I am sure that if you are reading this, you will know at least a couple of assholes. The kind of people that will want to create difficulties for you; just because they like to do so. Whether it be for personal entertainment, or some other hidden agenda, or just because they are miserable and cannot stand the idea that others are successful and happy. Assholes. Sorry for the foul language, but truly, the word asshole seems so descriptive of these, well, you know.
     We live in a world that stresses vengeance. Do not let that person get away with doing that to you. We practice being ugly people with each other. Our marriages become areanas for competition. One of the women I am blessed to work with recently lost a close friend over a cigarette thown out a window. This was based on another person's desire to be ugly in the world.
     The bible talks about this kind of greed and competition. I believe the admonition of "an eye for an eye" is not a recipe for justice, but a limitation of vengeance. We live in a world that invites us to be bitter, angry and hostile. Paul writes of this in Romans, "They have become filled with every kind of wickedness, evil, greed and depravity. They are full of envy, murder, strife and deceit, and malice."

Then we have Jesus.

Reminding us about "an eye for an eye." But then he adds, "But I tell you."

His famous words. Gently telling us that we have it wrong. These are not easy words that follow. Not at all, easy.

I am dealing with an asshole as I write this.  Honestly, I think he is a waste of oxygen. And I have taken to praying for him frequently and regularly. And no, I do not pray that he gets what I think he deserves.  I pray that he might come to know love and peace. At times it is harder to pray for him than at other times.
     Do not think for a moment think that I am some sort of spiritual master. I pray for him for a number of reasons. One of them is that Jesus has told me to do so.  And I understand that if I saw him the way God sees him, then the context of what is happening changes.
     Honestly, I pray for him because I want to keep from what he creates in me from coming into my home, and my relationship with Wanna. I do not think it is possible to be loving and gentle with Wanna if I entertain fantasies of zap strapping the man to a chair and covering his head with paint remover.
     When I step back a bit, and put a bit of perspective on what he is up to, then I begin to realize that he must be miserable indeed. There are those who go into this field I work in, because it gives them the ability to fuck with others. I see it all the time. People who want to be telling others how to live their lives out. People who think they know what others should have, or not have, in their life. It is not even morally based, rather based on their own personal preferences.  It has given me a good idea of what life with pharisees might have been like.
     So I pray for him. At the end of the day, I am happy that I am I, and would not want to be that miserable asshole.

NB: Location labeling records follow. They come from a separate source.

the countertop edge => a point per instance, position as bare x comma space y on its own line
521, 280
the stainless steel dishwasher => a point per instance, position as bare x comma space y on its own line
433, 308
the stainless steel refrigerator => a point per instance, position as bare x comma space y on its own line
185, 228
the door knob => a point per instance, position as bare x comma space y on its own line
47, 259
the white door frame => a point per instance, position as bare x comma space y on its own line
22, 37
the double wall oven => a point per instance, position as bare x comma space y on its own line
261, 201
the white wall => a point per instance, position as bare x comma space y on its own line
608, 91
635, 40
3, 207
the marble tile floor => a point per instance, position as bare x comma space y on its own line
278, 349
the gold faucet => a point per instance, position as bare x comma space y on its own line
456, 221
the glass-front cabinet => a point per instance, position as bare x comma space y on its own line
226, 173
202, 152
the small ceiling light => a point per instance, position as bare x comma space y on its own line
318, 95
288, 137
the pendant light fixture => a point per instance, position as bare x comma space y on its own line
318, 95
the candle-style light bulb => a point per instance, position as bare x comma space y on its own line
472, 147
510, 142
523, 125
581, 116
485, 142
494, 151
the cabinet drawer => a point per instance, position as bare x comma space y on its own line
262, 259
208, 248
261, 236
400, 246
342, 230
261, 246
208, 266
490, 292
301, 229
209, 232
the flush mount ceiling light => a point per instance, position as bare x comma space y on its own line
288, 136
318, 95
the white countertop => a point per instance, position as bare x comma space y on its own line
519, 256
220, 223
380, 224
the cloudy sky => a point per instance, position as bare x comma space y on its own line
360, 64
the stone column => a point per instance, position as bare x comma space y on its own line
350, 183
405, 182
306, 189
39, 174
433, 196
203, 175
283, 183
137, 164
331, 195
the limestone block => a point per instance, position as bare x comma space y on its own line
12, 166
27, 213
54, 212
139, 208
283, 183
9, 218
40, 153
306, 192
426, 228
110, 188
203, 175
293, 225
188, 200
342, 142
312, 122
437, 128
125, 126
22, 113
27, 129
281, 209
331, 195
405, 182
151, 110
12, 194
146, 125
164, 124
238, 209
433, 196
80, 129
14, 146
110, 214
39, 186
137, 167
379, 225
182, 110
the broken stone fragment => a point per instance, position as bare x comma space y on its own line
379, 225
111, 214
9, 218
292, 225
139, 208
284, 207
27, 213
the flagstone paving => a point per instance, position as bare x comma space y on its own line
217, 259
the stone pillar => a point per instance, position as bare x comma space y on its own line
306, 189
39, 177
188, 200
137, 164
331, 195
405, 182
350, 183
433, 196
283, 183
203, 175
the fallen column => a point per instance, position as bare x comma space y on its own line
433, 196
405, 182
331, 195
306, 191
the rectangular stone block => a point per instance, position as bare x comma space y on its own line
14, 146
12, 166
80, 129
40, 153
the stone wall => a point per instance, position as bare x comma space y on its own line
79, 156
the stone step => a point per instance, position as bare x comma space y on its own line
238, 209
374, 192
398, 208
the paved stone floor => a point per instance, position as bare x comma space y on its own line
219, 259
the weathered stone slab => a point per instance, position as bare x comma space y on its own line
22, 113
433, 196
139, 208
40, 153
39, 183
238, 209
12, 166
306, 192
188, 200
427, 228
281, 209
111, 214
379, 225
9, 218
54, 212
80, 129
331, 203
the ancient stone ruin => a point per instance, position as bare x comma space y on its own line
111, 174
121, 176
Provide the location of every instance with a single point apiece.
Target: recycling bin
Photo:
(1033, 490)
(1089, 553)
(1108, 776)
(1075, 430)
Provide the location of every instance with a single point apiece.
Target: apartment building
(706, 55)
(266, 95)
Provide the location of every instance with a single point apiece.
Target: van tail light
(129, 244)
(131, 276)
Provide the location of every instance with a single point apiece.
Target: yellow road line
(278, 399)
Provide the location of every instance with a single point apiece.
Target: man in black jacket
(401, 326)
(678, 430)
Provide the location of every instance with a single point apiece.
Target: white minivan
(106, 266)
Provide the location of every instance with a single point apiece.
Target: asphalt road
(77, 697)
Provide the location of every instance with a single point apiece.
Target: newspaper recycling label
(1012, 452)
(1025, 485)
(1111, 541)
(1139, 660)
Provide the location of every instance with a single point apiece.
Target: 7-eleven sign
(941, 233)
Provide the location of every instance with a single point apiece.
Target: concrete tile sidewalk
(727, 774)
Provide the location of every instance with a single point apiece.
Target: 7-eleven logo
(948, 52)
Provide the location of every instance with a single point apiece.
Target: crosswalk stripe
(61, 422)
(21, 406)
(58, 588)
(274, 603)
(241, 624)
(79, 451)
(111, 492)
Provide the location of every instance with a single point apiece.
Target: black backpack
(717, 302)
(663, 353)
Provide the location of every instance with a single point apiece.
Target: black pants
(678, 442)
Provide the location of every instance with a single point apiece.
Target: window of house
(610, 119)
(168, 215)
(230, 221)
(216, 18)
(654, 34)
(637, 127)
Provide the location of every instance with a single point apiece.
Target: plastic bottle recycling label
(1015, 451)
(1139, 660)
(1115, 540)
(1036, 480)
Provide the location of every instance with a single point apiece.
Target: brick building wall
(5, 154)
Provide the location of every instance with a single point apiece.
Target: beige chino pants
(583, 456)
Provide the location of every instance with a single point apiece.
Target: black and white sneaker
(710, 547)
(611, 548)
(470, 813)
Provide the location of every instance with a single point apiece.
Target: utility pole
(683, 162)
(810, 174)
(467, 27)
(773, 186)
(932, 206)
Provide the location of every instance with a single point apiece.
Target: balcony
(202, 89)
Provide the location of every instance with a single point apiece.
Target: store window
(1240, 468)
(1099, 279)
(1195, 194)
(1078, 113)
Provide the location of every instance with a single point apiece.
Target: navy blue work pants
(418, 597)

I also pray for myself.  I know that if I am angry, and spiteful, and ugly of spirit, then I am likely to miss all of what is offered to me. I do believe that what we focus on, is what we create in our lives. Not in that mystical, energy attracts energy kind of way. But in a very practical way.  If I am simply thinking about how awful the world is, then I am likely not to see the beautiful, the lovely, and the desirable. Praying for this asshole, allows me to see what is good in the world around me. 
     I end with - Finally, brothers and sisters. whatever is true, whatever is noble, whatever is right, whatever is pure, whatever is lovely, whatever is admirable - if anything is excellent or praiseworthy - think about such things.